How Postgres logical replication works: publications, subscriptions, replication slots, schema migrations, and the pitfalls that bite in production.

Postgres

This post was written by an engineer at QueryPlane. QueryPlane is an app builder for your database: bring your own postgres db and you can create interactive applications to share with other developers, coworkers or even your customers. If you’re interested in trying it out, get started here.


Logical replication is how you stream row-level changes from one Postgres database to another without copying the entire on-disk format. It is the right primitive for zero-downtime major-version upgrades, RDS-to-self-hosted migrations, multi-region read replicas with selective tables, and the ingestion side of every modern CDC pipeline. It is also one of the easier features to misconfigure in a way that fills your primary’s disk overnight, so the operational details matter.

This post walks through how logical replication actually works in Postgres, how to set up a publication and subscription correctly, the differences between Postgres 14 and 17 in this area, and the pitfalls that show up only under real traffic.

In this post, we’ll cover:

  • What logical replication is - the mental model and how it differs from physical streaming
  • Publications and subscriptions - the API for declaring what to ship and where
  • Replication slots and the WAL - the underlying mechanism and why it can break things
  • Schema and DDL - what the protocol replicates and what it silently does not
  • Migrations and major-version upgrades - the canonical use case
  • Postgres 16 and 17 improvements - parallel apply, slot failover, replication from standbys
  • Pitfalls and gotchas - the failure modes you only hit in production

What Postgres logical replication actually is

Physical replication ships the raw bytes of the write-ahead log from a primary to a standby. The standby ends up byte-identical to the primary — same Postgres version, same file format, same everything. It is fast, reliable, and inflexible: you replicate the whole cluster or nothing.

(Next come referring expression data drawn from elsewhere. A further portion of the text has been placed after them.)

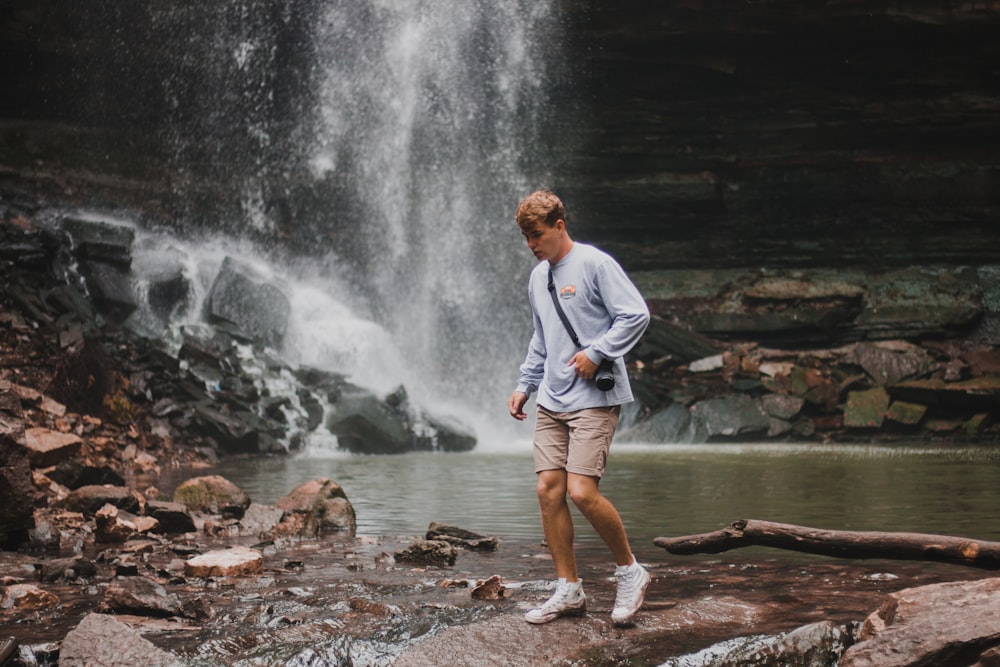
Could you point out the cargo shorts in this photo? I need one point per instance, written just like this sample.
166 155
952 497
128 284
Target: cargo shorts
577 442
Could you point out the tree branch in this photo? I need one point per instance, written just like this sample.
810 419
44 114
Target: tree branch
838 543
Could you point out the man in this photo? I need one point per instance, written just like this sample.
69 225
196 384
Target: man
576 420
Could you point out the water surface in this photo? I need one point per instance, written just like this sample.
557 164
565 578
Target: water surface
662 490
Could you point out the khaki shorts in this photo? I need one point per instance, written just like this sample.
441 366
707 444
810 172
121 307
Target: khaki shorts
576 442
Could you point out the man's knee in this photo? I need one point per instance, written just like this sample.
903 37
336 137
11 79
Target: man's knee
583 491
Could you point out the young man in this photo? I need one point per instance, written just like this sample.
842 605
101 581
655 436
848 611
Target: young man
575 419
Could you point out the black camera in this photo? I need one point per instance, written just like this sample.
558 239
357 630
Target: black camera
605 377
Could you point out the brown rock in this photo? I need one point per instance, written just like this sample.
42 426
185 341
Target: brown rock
101 640
232 562
491 589
26 597
321 507
91 498
47 447
910 628
213 494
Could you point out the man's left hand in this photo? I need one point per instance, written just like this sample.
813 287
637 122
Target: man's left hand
585 368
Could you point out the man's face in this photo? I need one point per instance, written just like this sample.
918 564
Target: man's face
546 243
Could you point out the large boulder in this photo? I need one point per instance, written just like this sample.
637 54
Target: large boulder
103 640
212 494
248 304
731 416
909 628
317 507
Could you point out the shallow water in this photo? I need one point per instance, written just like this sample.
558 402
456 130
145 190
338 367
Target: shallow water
662 490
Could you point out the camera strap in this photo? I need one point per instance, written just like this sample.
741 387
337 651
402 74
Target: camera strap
559 311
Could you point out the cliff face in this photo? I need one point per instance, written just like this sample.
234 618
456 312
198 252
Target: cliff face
723 134
702 134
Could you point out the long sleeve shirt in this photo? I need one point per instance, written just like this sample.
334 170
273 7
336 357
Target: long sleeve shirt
609 316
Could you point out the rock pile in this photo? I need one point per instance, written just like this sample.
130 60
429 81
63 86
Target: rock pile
851 356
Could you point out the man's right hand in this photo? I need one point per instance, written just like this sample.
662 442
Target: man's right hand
515 404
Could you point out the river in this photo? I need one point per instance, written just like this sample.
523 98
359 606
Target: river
661 490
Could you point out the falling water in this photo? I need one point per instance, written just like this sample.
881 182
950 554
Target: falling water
383 152
430 108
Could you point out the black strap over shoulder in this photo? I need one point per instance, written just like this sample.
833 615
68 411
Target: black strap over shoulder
559 311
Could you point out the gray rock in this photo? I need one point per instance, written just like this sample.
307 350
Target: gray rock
173 517
212 494
318 507
816 645
256 309
102 641
672 424
428 552
141 596
731 416
90 499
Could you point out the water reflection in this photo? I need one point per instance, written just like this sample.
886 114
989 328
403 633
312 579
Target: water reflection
664 490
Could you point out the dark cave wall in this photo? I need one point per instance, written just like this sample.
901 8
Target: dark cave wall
714 134
696 134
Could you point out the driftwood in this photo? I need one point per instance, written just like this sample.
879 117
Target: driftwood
839 543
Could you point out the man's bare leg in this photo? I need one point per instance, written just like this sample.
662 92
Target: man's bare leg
601 514
557 523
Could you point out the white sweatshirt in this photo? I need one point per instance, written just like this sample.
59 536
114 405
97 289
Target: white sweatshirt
609 316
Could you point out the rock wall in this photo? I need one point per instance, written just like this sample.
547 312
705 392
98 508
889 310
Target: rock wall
703 134
744 134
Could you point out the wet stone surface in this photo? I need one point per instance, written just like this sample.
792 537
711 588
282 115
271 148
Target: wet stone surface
347 601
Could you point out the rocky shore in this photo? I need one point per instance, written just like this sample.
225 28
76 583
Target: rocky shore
99 569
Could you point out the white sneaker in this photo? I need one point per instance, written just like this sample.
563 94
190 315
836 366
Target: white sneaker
632 582
568 600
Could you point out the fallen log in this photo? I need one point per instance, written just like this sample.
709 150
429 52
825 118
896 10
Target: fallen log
838 543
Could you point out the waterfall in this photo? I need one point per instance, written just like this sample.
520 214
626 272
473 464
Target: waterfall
430 109
386 159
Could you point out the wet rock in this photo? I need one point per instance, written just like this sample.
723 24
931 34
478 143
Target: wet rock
67 568
212 494
460 537
317 507
817 645
17 493
27 597
140 596
172 517
95 236
664 339
866 409
115 525
890 362
232 562
48 448
260 519
100 640
428 552
781 406
111 290
731 416
254 308
669 425
237 432
491 589
365 424
73 474
450 434
89 499
909 628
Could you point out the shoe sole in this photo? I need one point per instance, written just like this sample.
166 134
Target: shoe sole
642 598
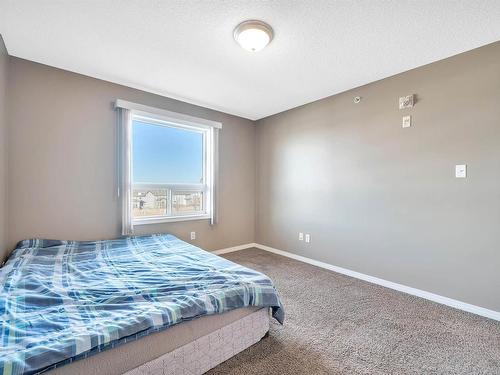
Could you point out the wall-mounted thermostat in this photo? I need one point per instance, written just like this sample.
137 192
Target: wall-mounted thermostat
406 101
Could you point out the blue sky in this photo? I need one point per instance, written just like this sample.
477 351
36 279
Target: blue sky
166 155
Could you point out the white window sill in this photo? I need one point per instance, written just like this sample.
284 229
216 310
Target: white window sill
169 219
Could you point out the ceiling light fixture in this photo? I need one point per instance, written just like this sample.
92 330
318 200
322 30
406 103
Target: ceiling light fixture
253 35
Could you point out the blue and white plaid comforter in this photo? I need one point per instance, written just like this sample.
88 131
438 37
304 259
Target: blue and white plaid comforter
65 300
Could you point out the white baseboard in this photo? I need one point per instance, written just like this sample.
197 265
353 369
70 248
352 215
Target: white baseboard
234 248
495 315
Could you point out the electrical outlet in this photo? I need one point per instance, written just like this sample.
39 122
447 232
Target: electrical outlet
406 121
461 171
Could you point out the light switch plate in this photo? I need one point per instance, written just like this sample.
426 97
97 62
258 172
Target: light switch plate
406 121
461 171
406 101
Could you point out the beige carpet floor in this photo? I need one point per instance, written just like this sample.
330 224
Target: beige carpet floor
340 325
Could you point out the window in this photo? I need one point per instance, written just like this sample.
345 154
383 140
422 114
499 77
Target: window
168 166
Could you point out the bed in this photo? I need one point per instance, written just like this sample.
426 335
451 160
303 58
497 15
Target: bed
135 305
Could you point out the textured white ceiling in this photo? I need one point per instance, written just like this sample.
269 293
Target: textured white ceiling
185 49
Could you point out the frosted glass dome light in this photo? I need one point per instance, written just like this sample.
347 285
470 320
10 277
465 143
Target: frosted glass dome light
253 35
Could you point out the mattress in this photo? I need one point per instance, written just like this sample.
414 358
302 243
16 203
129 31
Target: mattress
63 301
124 358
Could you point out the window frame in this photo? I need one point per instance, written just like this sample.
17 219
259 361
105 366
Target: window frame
206 188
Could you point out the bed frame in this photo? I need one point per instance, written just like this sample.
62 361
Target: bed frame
208 351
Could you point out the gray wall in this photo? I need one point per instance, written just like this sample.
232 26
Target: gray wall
383 200
62 160
4 60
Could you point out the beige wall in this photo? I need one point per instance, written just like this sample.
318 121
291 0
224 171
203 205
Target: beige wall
383 200
4 59
62 176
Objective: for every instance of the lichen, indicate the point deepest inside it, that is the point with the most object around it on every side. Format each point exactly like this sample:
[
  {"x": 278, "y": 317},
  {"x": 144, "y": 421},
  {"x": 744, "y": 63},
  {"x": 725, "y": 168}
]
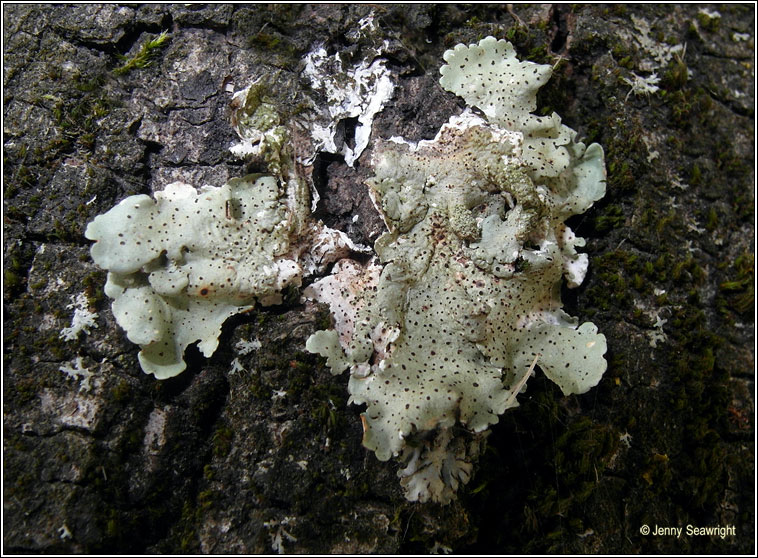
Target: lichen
[
  {"x": 181, "y": 264},
  {"x": 468, "y": 297}
]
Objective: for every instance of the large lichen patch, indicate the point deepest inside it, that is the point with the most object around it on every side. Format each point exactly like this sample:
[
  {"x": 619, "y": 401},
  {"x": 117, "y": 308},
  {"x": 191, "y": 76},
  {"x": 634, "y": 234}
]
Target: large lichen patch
[{"x": 469, "y": 295}]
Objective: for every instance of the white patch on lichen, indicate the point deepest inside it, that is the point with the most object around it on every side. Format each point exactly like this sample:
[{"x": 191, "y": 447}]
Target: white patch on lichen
[
  {"x": 82, "y": 320},
  {"x": 659, "y": 53},
  {"x": 359, "y": 92},
  {"x": 181, "y": 264},
  {"x": 77, "y": 371},
  {"x": 236, "y": 367},
  {"x": 642, "y": 85}
]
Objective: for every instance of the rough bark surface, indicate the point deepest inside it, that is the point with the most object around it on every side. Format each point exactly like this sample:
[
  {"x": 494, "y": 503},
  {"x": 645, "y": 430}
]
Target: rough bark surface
[{"x": 270, "y": 458}]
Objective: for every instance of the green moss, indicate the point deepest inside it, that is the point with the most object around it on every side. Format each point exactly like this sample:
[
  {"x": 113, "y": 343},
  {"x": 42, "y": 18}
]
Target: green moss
[
  {"x": 222, "y": 441},
  {"x": 145, "y": 55},
  {"x": 708, "y": 23}
]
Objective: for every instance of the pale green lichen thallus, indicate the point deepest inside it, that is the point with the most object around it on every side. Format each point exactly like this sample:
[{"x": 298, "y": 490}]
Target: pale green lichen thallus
[{"x": 469, "y": 294}]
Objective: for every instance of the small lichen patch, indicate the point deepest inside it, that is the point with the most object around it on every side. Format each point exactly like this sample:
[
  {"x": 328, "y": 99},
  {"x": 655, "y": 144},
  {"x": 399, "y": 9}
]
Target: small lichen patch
[
  {"x": 77, "y": 371},
  {"x": 181, "y": 264}
]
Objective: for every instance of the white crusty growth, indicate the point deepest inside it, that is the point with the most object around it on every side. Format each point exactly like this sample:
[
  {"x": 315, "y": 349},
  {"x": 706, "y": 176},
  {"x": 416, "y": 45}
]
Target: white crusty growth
[{"x": 469, "y": 295}]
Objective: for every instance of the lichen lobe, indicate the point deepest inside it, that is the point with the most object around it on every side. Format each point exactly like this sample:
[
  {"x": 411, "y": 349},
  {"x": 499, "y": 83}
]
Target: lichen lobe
[{"x": 469, "y": 295}]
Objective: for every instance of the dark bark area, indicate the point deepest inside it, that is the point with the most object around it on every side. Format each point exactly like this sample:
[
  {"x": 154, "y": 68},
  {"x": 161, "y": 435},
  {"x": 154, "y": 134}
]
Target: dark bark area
[{"x": 245, "y": 462}]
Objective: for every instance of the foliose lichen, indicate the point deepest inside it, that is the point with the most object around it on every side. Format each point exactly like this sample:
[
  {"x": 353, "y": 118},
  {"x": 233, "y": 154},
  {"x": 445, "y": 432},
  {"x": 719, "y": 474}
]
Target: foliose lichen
[
  {"x": 181, "y": 264},
  {"x": 441, "y": 340}
]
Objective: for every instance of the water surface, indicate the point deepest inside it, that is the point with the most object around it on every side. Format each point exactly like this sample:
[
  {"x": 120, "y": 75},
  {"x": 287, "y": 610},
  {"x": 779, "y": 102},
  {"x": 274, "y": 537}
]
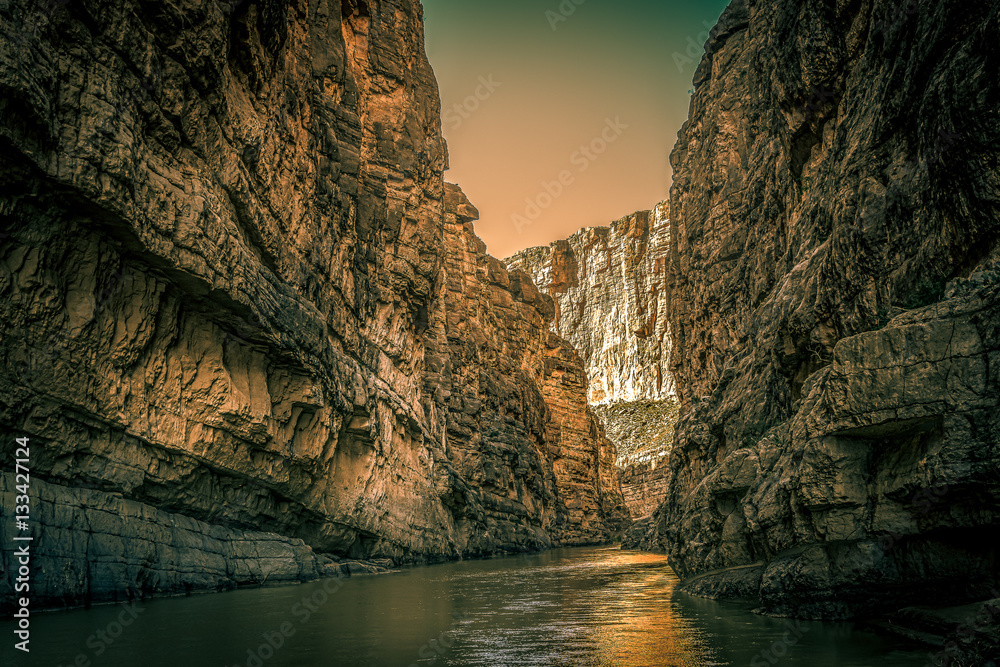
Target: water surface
[{"x": 588, "y": 607}]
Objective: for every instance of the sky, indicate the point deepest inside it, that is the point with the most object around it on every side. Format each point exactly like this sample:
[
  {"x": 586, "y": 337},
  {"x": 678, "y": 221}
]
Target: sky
[{"x": 561, "y": 114}]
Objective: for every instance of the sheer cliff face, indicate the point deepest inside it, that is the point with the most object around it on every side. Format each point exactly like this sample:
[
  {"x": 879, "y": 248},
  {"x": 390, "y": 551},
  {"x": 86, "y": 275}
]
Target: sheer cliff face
[
  {"x": 611, "y": 304},
  {"x": 833, "y": 286},
  {"x": 608, "y": 287},
  {"x": 233, "y": 306}
]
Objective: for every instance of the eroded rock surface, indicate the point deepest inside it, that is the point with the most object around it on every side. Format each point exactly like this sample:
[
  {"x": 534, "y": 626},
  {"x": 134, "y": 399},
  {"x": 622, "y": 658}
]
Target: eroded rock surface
[
  {"x": 238, "y": 298},
  {"x": 833, "y": 288},
  {"x": 611, "y": 305},
  {"x": 607, "y": 284}
]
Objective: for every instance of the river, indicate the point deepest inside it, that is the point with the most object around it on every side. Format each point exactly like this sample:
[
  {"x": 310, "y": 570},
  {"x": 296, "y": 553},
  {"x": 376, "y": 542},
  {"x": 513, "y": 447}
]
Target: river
[{"x": 583, "y": 607}]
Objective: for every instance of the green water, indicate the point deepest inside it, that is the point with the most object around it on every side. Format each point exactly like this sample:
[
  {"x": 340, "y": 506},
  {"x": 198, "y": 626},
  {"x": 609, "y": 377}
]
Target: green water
[{"x": 591, "y": 607}]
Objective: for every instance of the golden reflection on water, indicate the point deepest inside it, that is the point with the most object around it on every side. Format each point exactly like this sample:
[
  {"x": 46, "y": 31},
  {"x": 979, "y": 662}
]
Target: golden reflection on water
[{"x": 640, "y": 626}]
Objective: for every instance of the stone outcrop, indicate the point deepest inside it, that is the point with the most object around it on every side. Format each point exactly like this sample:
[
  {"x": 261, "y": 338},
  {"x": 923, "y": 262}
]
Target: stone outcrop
[
  {"x": 611, "y": 303},
  {"x": 245, "y": 318},
  {"x": 607, "y": 284},
  {"x": 833, "y": 286},
  {"x": 644, "y": 485}
]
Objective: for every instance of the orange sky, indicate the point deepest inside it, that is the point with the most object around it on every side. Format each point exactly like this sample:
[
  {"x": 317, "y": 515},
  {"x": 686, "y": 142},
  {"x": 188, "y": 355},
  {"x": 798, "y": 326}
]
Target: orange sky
[{"x": 562, "y": 114}]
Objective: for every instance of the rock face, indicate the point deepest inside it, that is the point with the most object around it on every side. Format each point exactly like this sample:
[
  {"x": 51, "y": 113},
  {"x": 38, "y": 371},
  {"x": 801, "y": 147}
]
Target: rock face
[
  {"x": 834, "y": 289},
  {"x": 611, "y": 305},
  {"x": 245, "y": 318},
  {"x": 608, "y": 287}
]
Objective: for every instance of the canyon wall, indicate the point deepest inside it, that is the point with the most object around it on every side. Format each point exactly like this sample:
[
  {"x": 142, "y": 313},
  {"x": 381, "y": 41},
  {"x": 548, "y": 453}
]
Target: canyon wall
[
  {"x": 611, "y": 305},
  {"x": 833, "y": 285},
  {"x": 607, "y": 284},
  {"x": 248, "y": 328}
]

Logical replication ships decoded changes instead. The primary runs a logical decoding plugin (the built-in pgoutput for native logical replication, wal2json for JSON output, decoderbufs for protobuf) that walks the WAL and produces a stream of INSERT, UPDATE, DELETE, and TRUNCATE events tagged with table name, primary key, and column values. A subscriber consumes that stream and applies the changes as ordinary SQL on its end.

That difference unlocks everything logical replication is good for:

  • The publisher and subscriber can run different Postgres major versions, so it works for upgrades.
  • You can publish a subset of tables instead of the whole cluster, so it works for partial multi-region replicas and for handing one team’s tables off to a separate cluster.
  • The subscriber is a fully writable Postgres database, so it can have its own indexes, its own additional tables, and its own load.
  • The decoded stream is the same primitive Debezium, Materialize, ClickHouse PeerDB, and most other CDC systems consume.

The trade-off is that the apply path on the subscriber is real SQL, so it is bound by the subscriber’s write throughput and by index maintenance overhead. A logically replicated database does not necessarily keep up with a high-write primary.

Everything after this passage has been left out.